И он во этой грозной службе государевой.
И не за мир да ведь он служит-то крещеной,
Не заменил да он суседа спорядового
И заменил да светов-братьицев родимыих.
И хоть бы господа-то бога побоялися,
И хоть бы добрыих людей да постыдилися —
И обиждать меня, победную головушку,
И отсылать да от стола ведь от дубового
Уж как этыих бессчастных малых детушек.
Уж я так бедна, горюша, приобижена.
И можно знать-ведать ветлянымм нешутушкам
И про меня, да про бессчастную головушку.
И хоть я со́йду на крестьянскую работушку,
Я по утрышку, горюша, ведь ранешенько,
И не жалею я, победна, своей силушки,
И не своих да я, бессчастна, белых рученек,
И все на этой на крестьянской я работушке.

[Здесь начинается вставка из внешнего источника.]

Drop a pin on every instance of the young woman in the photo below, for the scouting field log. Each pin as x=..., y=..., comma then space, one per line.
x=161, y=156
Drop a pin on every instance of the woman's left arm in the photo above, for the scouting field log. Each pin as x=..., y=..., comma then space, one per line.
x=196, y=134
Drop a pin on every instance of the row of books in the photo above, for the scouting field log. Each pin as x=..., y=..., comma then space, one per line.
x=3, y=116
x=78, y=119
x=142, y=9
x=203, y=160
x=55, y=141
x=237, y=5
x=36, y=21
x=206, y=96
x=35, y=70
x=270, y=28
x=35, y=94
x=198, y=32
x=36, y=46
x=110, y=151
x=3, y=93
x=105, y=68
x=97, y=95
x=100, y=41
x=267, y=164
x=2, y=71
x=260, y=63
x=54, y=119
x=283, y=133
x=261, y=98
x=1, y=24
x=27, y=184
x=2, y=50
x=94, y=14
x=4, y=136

И не погля́даю, горюша, я победная,
И выше лесушка ведь я да по поднебесью,
И не гляжу, бедна, на красно это солнышко,
И я не мешкаю часов да все минутныих.
И все я думаю, победная головушка:
Я бы прячучи работушку припрятала,
Я заботушкой крестьянску бы сработала.
И все я мыслю-то бессчастной своей мыселью,
И я сама себя, горюша, не жалею ведь:
И может, в честь дойду я братцам богоданныим,
И в доброумьице невестушкам-голубушкам.
И хоть меня, бедну горюшу, ненавидели бы,
И хоть бы детушек моих да не обидели,
И от дубового стола да не отдёрнули,
И во обидную головушку не щелкнули.
И, знать, работушкой добротушки мне не́ видать,
И малым детушкам краснословьица ведь не́ слыхать.
Я приду да со работушки позднёшенько,
И как мои бедны сиротны малы детушки,
И они спят да малы ди́ти голоднёшеньки,
И на полу́ бедны дети́ да на дубовоем.
И им не у́стлана пуховая перинушка,
И как не у́брано им складнее сголовьице,
И по-хорошему дети́ да не уложены
И соболиным одеялом не укрываны.
И они спят, бедны бессчастны, на голы́х доска́х,
И белы рученьки у их да пораскиданы,
И белы ноженьки у их да поразметаны.
И не ведают сердечны малы детушки
И меня стретить-то на ши́рокой на у́личке,
И рассказать мне-ка, горюше, поразжалиться,
Что ведь голодны сердечны они детушки.
Я ступлю да во хоромное строемьице,
Я сгляну да тут во дверной этот у́голок
И на бессчастныих сердечных своих детушек:
И малы детушки ведь спят да призаплакавши.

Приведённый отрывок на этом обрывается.